Como Stevenson escreveu para Meiklejohn:

Quando eu sofro da mente, os contos são meu refúgio: eu os tomo como ópio; e eu
considero aquele que os escreve como o médico da mente. E francamente... não é
Shakespeare que tomamos quando estamos mal; nem, certamente, George Eliot –
não, nem mesmo Balzac. É Charles Reade ou velho Dumas, ou the Arabian Nights, ou o
melhor de Walter Scott; são os contos que queremos, não a alta função poética que
representa o mundo; somos então feito o Asiático com seu improvisatore ou o de
meia-idade com seu trouvère. Queremos incidente, interesse, ação: que se dane a
filosofia. Quando estivermos bem novamente e estivermos com a mente calma,
examinaremos sua obra importante; mas o que queremos agora é uma droga.

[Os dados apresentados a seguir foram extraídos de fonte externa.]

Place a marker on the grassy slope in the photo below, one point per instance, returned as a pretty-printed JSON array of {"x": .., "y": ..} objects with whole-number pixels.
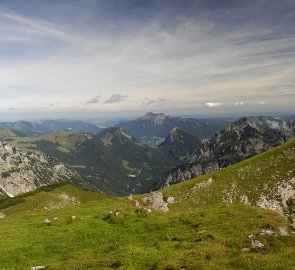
[
  {"x": 253, "y": 177},
  {"x": 205, "y": 239},
  {"x": 106, "y": 164},
  {"x": 192, "y": 234}
]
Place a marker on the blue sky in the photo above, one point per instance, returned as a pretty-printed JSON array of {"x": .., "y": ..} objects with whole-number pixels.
[{"x": 96, "y": 58}]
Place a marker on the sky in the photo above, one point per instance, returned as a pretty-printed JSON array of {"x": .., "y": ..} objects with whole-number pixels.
[{"x": 96, "y": 58}]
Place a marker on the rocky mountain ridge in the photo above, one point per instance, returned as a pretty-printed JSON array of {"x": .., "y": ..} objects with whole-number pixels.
[
  {"x": 155, "y": 127},
  {"x": 25, "y": 171},
  {"x": 179, "y": 144},
  {"x": 241, "y": 139}
]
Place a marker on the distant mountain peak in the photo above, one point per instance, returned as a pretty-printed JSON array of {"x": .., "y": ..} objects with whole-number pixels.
[{"x": 157, "y": 118}]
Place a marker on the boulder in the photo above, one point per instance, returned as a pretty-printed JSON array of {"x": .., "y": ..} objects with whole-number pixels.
[
  {"x": 266, "y": 232},
  {"x": 47, "y": 221},
  {"x": 256, "y": 244},
  {"x": 171, "y": 200},
  {"x": 283, "y": 230},
  {"x": 156, "y": 200}
]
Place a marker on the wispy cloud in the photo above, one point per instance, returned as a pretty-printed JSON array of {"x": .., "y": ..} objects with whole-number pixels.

Visto que a época de Stevenson se tornou inaceitável recorrer a Charles Reade, Dumas
pére, e a the Arabian Nights ao adiar Shakespeare, George Eliot e Balzac ‘até estarmos
bem novamente e estivermos com a mente calma’, como recomendou Stevenson. O
Modernismo não deu sanção literária para ninguém ter mente calma jamais. E os
conto do século XX surge precisamente fora do sentido de que a vida só pode ser
apresentada em fragmentos e episódios subjetivos comprimidos que estimulam ao
invés de drogar a mente. Atualmente, são os sub-genêros como o conto de detetive ou
o suspense ou em meios não-literários como filme e televisão que a narrativa de linha
forte preferida por Stevenson deve ser encontrada e isto em si indica as limitações
assim como as atrações de suas ideias sobre ficção. O mesmo ponto foi feito de um
ângulo diferente por V.S. Pritchett, que comentou numa entrevista que a televisão
‘parece um meio ideal para o conto, mesmo que a TV dependa muito do enredo,
muitos contos bons não são considerados adequados’. Certamente, nos meios visuais
populares os contos de Stevenson continuaram a fluir, um fenômeno que pode de fato
diminuir, ao invés de aumentar sua reputação como artista. S.S. Prawer argumentou
que Dr Jekyll and Mr Hyde tem sido filmado com tanta frequência e interessantemente
porque o cinema e mais em casa com obras de arte menores ‘tiradas do
subdesenvolvimento da publicação em massa’ e então ‘transformadas em obras de
arte’ com tratamento fílmico.

De jeito nenhum vale a pena ler todos os contos que emergem ‘do
subdesenvolvimento da publicação em massa’, que em qualquer caso não é um
enredo igualmente tenebroso em todas as fazes da história literária; a maioria dos
escritores considerados neste estudo almejam agradar os leitores que são capazes de
apreciar Shakespeare assim como Dumas père – e de distinguir a relativa grandeza
deles. Mas embora uma visão do conto como anódino puro é claramente inadequado,
permanece verdadeiro que o contista que segue, como muitos dos melhores seguem,
a máxima de Stevenson que a tarefa do artista ‘não é simplesmente convencer, mas
encantar’ pode estar tacitamente renunciando ‘a alta função poética que representa o
mundo’ em favor das mais modestas, embora imensamente valorosas, aspirações.